Clark writes that almost one in ten kids in the United States has asthma. She notes that simply living with the disease takes courage.
“Children may awaken from sleep, in the dark, unable to catch their breath, urgently having to decide whether to arouse a sleeping parent or to administer a medicinal procedure, solo,” she writes.
But in Hollywood movies, kids with asthma are often presented as weak and easily frightened. Analyzing sixty-six English-language movies where asthma played a role, Clark and her research assistants found that 17 percent portrayed an asthmatic person as a wimp or social outcast. In the 2001 movie Jimmy Neutron: Boy Genius, for example, Jimmy’s asthmatic friend Carl is a cowardly hypochondriac.
When Clark showed clips of that movie to six school-age kids with asthma and six of their best friends during individual interviews, they quickly identified Carl as a “fraidy cat,” “weird,” or “a dork.” On the other hand, one twelve-year-old boy found the depiction of mockery and bullying faced by a character with asthma in the 1992 karate movie Sidekicks relatable.
“In gym you can’t do a lot of stuff, you’re always taking breaks,” the boy said. “And then kids make fun of you ’cause you can’t do that kind of stuff or you start coughing and they will make fun of you.”
Clark also found that nearly 7 percent of the movies used the idea of “asthma as power,” as when a character in Jimmy Neutron squirts alien enemies with an inhaler.

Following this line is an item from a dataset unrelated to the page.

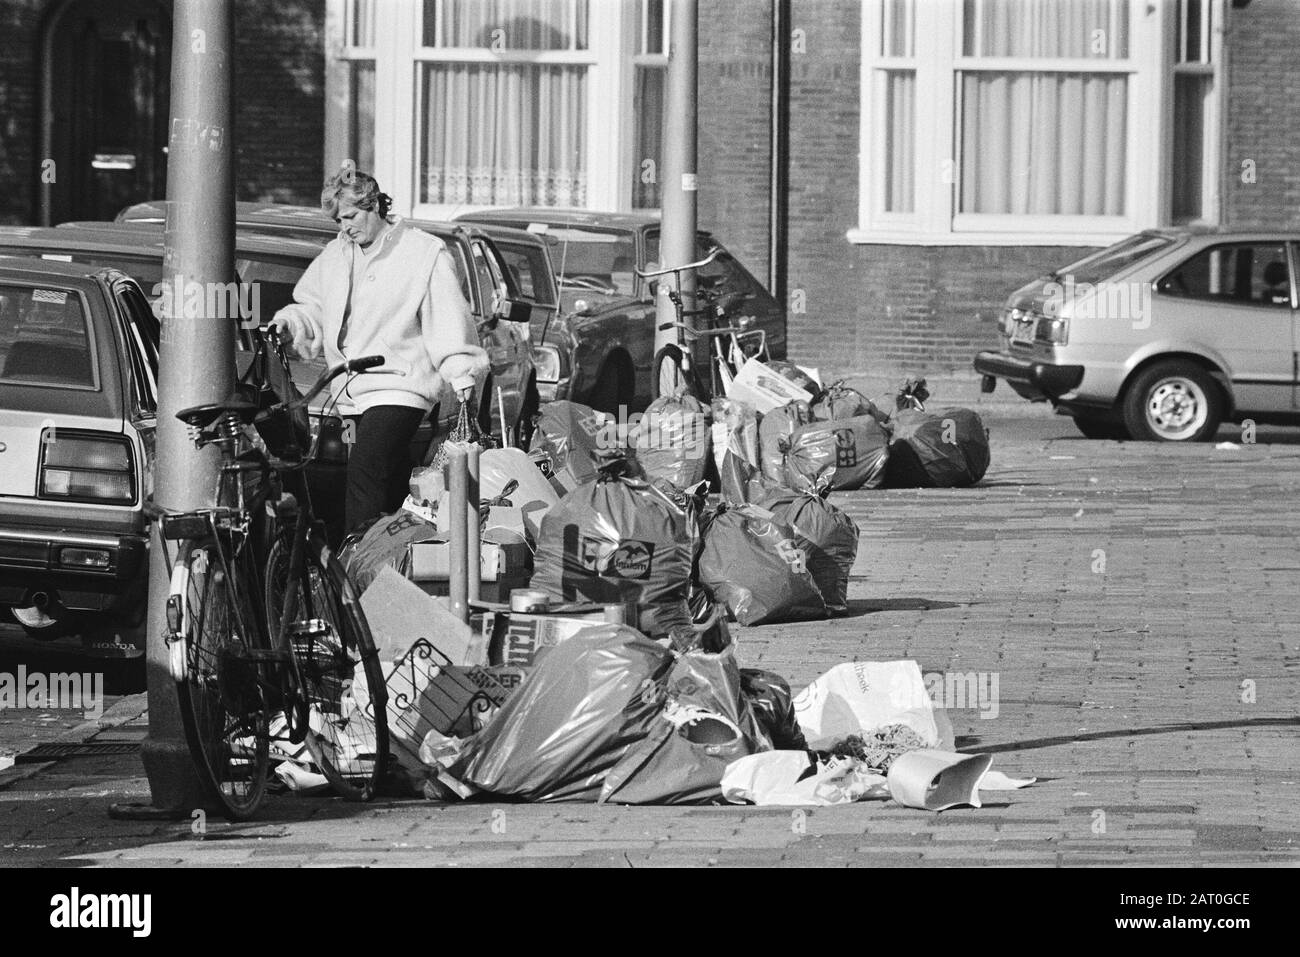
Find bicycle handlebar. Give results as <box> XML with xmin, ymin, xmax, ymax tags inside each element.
<box><xmin>346</xmin><ymin>355</ymin><xmax>386</xmax><ymax>373</ymax></box>
<box><xmin>283</xmin><ymin>354</ymin><xmax>387</xmax><ymax>413</ymax></box>
<box><xmin>634</xmin><ymin>247</ymin><xmax>723</xmax><ymax>279</ymax></box>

And 3.3 percent presented a “will power” trope in which a character cures or relieves their asthma through their mental attitude—even throwing away their inhalers, as an asthmatic character does in The Goonies (1985). In reaction to scenes displaying these themes, the students complained that the characters were failing to take their condition seriously.
But the most common trope in the movies Clark analyzed, found in more than 40 percent of them, was asthma as a stress response. In movies using this trope, a person’s asthma attack comes during a threatening situation or struggle, emphasizing and intensifying the tension in a scene. Some of the healthy friends of kids with asthma saw these scenes as conveying the idea that asthma attacks could be a response to stress. Interestingly, that wasn’t the interpretation of most of the kids with asthma. They were more likely to attribute the attacks to dust or other environmental conditions.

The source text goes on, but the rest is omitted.